I nod as for the response.
I feel bad to myself lalo. After coaching i left the site i ng walang paalam can't take it anymore.
....
The silence is deafening as i walk went down to the street
I feel empty and numb, i felt lost at the moment.
I stop walking with a heave sigh and look at the sky.
Hundreds of stars glimmering in the dark sky, while moon is in the form of being Full and bright.
I suddenly wonder if i could be one of the stars at night would i feel this way again?, i guess no...
Maybe i would feel happy or neutral. hence, stars has no feelings at all they are just a heavenly bodies that glimmers in space.
I look down i hope i can join to them.

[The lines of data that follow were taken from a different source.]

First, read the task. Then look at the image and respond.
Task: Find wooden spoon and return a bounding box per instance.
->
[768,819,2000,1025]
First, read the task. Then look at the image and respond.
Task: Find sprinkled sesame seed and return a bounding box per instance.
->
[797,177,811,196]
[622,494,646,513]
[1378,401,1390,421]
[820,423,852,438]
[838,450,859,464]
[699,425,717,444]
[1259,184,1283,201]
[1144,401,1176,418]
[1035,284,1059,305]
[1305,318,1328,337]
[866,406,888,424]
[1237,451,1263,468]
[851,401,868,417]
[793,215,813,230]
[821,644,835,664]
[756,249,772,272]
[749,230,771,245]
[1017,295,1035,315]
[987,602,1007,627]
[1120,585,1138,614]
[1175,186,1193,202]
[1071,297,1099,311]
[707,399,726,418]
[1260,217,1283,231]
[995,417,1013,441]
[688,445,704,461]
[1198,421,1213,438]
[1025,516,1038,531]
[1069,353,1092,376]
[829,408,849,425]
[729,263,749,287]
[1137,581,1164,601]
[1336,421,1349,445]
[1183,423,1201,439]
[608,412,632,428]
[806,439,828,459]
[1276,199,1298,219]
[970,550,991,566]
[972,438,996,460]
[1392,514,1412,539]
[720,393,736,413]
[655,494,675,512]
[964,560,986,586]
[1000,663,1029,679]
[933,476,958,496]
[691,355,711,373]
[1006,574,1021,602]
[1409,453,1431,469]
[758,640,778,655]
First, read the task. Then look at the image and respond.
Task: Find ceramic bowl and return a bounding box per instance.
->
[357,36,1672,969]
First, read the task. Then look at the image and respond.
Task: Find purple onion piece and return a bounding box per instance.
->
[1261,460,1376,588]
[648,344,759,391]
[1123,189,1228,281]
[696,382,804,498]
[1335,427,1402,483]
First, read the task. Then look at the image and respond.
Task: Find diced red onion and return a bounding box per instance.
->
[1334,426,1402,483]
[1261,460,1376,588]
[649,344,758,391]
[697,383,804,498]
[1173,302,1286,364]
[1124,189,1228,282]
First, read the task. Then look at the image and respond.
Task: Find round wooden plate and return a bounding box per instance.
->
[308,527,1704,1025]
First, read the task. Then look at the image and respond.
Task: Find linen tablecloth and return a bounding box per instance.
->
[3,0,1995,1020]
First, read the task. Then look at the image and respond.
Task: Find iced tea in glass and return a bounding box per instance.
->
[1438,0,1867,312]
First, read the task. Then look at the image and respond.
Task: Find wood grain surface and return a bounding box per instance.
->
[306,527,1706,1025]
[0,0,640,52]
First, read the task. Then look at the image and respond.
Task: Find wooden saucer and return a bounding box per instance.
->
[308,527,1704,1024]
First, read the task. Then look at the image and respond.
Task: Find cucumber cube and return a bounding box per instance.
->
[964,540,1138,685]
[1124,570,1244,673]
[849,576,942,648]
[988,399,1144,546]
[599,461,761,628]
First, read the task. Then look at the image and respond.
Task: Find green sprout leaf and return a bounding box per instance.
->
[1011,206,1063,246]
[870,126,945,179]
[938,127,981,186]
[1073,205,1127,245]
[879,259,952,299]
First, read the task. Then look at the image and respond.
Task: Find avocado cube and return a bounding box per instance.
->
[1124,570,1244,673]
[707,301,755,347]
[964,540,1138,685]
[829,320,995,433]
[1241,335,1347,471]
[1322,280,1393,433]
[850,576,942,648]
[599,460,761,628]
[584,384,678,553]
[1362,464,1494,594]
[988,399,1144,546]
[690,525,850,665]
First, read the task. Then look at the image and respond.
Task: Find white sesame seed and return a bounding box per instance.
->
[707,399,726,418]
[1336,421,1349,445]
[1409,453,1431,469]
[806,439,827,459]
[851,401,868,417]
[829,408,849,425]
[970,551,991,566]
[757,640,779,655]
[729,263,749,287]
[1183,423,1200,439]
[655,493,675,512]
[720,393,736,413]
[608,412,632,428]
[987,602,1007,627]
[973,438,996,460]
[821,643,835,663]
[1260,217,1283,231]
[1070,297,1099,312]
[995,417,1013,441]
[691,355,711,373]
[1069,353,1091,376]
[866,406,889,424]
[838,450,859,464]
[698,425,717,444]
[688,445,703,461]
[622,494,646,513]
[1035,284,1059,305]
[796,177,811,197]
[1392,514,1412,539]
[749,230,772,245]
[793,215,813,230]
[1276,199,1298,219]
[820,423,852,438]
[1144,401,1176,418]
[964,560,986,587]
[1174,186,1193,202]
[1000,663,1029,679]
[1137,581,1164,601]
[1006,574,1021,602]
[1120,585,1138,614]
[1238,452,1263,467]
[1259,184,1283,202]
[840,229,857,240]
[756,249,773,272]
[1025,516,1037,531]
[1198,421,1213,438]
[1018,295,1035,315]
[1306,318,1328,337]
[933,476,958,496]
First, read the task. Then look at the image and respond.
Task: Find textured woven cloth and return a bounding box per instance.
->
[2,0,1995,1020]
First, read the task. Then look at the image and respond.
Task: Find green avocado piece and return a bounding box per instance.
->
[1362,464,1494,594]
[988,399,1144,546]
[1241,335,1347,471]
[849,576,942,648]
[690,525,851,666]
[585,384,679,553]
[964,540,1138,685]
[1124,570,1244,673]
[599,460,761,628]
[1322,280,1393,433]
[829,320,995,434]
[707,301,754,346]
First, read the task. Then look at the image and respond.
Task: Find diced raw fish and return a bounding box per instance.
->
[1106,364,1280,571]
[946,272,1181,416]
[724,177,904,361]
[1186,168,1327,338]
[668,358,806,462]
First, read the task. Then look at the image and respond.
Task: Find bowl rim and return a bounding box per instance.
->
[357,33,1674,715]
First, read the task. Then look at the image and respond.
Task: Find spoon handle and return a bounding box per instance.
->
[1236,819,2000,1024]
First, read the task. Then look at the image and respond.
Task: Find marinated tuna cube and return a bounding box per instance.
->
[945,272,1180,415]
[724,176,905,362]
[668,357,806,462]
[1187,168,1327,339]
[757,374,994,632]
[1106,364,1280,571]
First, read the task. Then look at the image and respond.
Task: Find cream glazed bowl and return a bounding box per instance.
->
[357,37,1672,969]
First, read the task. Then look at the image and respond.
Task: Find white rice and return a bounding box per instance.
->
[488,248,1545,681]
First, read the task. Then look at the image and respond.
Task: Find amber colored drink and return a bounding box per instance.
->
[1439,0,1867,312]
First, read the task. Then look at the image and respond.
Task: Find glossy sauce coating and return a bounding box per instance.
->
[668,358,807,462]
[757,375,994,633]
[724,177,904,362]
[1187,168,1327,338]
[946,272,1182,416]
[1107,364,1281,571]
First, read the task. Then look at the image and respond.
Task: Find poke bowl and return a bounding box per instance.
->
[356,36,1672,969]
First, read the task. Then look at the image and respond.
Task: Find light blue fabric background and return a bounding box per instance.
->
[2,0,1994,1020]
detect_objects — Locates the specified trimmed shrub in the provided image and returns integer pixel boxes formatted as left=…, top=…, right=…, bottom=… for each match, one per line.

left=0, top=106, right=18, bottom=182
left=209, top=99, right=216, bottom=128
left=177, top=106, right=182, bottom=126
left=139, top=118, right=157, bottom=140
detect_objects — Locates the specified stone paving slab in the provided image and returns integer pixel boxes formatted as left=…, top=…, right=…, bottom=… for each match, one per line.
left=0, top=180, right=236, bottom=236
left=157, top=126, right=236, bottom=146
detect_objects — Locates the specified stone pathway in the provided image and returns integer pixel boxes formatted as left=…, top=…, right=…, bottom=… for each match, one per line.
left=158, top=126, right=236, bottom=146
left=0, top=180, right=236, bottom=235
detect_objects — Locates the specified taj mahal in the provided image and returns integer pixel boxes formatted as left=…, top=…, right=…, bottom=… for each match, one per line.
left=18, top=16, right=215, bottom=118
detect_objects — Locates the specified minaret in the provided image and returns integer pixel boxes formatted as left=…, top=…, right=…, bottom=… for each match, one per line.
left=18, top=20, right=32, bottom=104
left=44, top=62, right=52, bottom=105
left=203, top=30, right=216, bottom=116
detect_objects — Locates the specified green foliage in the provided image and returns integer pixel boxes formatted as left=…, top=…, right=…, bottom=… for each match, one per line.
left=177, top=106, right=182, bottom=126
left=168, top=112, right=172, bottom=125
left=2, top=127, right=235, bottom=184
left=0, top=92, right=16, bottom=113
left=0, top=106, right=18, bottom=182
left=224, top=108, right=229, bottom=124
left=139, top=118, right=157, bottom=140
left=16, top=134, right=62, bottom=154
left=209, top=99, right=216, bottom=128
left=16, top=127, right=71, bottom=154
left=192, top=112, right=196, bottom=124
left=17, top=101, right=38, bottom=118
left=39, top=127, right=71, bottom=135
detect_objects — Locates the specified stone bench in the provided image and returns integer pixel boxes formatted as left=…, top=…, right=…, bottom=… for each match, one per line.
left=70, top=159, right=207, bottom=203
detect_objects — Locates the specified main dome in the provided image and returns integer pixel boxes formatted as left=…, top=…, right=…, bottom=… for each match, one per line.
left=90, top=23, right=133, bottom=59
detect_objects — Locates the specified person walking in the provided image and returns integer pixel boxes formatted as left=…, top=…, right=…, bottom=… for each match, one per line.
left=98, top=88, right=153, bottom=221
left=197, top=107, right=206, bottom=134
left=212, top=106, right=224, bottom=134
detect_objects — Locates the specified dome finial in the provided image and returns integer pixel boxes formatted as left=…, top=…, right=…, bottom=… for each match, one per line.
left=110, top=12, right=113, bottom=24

It really sucks to be a human there's a lot of endless circumstances that you need to go through.
I chuckle a bit as a small tear roll down from my right eye down to my cheeks. Remembering what just happened earlier in home... In work... And to him...
I- i can't believe why this hapenning to me I've been a good person and trying to do my best, i bear all the pressures and continuing proving to them what i can do to meet their expectations but... It's still not enough.
And him... I thought... I thought he'll be the one where i can stay and hold, but... I was wrong all the time...
Tears are starting to falls like a rivers in stream again, i stop again to cover my face and sobs silently.
I'm tired of this shits. I want to rest too much pain that i bear since when i was born.